Friday, August 19, 2011

Kerensky's Signature

My copy of Alexander Kerensky's autobiography, Russia and History's Turning Point, is apparently signed by the author around 1965. Kerensky's signature appears along side the hand-written date of 7 August 1917, the tangible reminder of just how close we remain to that seminal event in world history. Kerensky, who was the most important member of the Provisional Government, was one of Russia's most eloquent speakers. His book, released in the 1960s, reflects the intelligence and rhetorical power of its famous author. It's also a fascinating glimpse at the pre-war history of Russia.

Kerensky, a student activist, radical lawyer, and budding politician, makes the convincing case that Nicholas II was personally responsible for at least some of the tragedies that later befell his country. Prior to the war, Kerensky believes that Nicholas supported a blind, atavistic policy of antidemocratic and anti-modern conservatism. To Kerensky's mind, Nicholas II was absurdly attached to a dying political class, the landed gentry, and scattered elements of chauvinistic and anti-Semitic Russian society. More specifically, the Emperor allowed his government to slaughter miners (Lena Fields Massacre), shoot proletarians (Bloody Sunday), and prosecute Jews for the insane myth of the blood libel (Mendel Beylis), while it simultaneously encouraged the police and secret organs of the state to harass, detain, imprison, and otherwise intimidate any hint of political opposition.

Karensky is kinder to Witte and Stolypin, two of the tsar's only competent and forward-thinking advisers, who nevertheless failed to fully embrace the concepts of constitutionalism and parliamentary democracy that alone might have saved the monarchy from its own incompetence. Kerensky's main contention, a contention supported by the novelist Nabokov and many others, is that without World War I, Russia would have, one way or the other, been transformed into an a liberal democracy.

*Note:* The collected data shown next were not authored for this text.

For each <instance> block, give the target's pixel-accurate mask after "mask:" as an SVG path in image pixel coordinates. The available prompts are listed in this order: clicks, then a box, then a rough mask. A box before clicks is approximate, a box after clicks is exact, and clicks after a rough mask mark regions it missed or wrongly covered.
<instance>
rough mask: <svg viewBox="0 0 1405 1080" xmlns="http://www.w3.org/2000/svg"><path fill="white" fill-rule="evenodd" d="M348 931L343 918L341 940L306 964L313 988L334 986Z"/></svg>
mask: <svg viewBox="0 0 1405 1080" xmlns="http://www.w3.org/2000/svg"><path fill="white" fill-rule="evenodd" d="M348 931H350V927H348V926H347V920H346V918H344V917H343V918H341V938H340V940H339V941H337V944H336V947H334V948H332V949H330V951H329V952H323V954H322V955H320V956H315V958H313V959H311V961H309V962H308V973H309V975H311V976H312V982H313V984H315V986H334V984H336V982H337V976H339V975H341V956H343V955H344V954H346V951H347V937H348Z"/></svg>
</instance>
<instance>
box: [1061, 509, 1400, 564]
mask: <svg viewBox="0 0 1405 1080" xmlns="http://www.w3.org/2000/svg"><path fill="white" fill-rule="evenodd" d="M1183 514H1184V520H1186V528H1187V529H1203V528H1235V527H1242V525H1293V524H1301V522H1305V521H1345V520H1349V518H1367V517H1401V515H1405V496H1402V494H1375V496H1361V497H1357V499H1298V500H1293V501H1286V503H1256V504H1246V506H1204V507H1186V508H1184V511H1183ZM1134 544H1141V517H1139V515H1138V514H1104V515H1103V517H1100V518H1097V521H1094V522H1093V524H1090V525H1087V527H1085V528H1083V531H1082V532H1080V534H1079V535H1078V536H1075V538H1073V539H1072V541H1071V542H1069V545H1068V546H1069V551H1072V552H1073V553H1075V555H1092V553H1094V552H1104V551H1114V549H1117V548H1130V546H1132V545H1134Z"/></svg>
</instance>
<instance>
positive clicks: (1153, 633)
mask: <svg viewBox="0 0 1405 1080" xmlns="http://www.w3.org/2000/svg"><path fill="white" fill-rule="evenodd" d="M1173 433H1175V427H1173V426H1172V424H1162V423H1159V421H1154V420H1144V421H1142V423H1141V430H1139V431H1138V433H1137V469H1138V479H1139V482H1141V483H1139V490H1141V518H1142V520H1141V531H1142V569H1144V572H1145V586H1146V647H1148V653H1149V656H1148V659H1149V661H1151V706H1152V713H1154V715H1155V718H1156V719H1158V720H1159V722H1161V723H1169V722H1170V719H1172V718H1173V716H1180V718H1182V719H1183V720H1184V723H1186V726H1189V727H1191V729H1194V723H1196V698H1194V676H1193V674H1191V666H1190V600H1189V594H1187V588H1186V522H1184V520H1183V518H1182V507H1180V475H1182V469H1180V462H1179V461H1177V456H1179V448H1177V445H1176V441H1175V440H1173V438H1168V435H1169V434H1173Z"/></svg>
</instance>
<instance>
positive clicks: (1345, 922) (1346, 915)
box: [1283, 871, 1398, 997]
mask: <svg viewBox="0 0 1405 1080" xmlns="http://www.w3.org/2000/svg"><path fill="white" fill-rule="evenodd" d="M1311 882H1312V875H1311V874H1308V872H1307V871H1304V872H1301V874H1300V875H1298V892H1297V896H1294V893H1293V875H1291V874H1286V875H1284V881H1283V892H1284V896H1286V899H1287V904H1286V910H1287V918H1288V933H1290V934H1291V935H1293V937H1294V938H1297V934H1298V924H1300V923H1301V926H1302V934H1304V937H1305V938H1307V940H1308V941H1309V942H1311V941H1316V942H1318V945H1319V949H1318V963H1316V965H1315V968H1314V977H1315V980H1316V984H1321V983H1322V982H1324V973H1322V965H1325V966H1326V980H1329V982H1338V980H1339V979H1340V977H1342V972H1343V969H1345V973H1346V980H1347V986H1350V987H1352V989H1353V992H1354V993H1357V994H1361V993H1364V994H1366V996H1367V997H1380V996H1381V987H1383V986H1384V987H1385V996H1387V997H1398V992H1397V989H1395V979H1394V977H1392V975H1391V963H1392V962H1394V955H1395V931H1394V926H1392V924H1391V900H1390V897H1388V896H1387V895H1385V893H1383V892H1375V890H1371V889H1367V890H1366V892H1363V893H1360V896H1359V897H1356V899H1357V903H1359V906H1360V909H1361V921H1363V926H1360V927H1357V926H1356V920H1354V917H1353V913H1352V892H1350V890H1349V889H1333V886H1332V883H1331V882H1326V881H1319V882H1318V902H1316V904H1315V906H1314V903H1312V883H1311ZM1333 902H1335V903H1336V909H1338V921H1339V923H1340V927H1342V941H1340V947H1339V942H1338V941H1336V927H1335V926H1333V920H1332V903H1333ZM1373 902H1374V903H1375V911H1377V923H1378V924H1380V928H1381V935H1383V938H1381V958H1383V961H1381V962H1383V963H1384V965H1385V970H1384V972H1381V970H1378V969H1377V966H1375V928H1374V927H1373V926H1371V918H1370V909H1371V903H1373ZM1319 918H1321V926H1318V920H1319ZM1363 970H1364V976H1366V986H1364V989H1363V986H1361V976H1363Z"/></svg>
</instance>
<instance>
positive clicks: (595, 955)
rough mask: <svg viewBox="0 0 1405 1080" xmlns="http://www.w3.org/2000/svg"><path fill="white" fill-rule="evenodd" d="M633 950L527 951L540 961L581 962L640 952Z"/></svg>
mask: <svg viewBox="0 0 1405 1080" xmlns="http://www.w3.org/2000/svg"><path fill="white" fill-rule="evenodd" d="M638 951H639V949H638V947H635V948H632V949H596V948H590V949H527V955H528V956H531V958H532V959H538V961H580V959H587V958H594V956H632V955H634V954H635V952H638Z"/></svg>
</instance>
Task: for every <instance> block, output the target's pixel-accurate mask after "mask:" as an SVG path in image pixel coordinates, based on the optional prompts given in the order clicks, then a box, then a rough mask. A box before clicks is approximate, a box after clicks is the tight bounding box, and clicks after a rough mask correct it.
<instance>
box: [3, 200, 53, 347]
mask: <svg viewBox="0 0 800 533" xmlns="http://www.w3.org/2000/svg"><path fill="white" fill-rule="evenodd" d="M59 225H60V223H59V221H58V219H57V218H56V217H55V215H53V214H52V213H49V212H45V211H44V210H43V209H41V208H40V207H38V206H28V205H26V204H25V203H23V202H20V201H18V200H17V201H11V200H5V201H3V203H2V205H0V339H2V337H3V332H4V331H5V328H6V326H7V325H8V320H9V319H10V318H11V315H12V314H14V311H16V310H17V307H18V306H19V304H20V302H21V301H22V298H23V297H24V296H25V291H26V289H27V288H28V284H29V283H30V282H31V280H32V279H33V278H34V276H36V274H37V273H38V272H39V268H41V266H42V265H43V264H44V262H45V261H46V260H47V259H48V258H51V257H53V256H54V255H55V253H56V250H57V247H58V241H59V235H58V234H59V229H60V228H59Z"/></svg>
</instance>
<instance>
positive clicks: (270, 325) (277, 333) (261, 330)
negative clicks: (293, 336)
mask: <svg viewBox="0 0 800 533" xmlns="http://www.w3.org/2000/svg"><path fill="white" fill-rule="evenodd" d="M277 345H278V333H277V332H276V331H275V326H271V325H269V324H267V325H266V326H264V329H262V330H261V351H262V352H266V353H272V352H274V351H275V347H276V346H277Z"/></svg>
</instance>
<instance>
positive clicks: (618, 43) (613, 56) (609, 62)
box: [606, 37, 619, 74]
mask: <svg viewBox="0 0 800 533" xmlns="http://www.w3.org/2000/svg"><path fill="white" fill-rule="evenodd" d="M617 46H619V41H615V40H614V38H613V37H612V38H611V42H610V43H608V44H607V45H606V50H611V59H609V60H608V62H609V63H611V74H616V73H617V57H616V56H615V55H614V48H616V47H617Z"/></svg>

Contrary to the opinion of the Bolsheviks, history was not on the side of radical revolution. After all, even though Russia was officially governed by a man of limited intellectual subtlety, a man who listened to the likes of Gregory Rasputin, Russia was rapidly becoming a country with a healthy public sphere, including active political parties, rising literacy rates, a freethinking student population, and an active Duma. Kerensky's self-interested argument is that a rapidly industrializing country was bound to be at odds with the medieval concept of unlimited government.

One irony of Kerensky's book is that its obsession with the origins of World War I helps one to understand one of the Provisional Government's primary weaknesses. If Russia's peasant masses failed to care about Russia's commitment to the allies, how much less should historians care whether or not Russia's diplomatic posture was correct or not in the Serbian crisis. In the end, the war could not have been good for Russian under even the best of circumstances. But after several years of military and economic disaster, Kerensky's honorable commitment to continue the war may well have been preposterously misguided.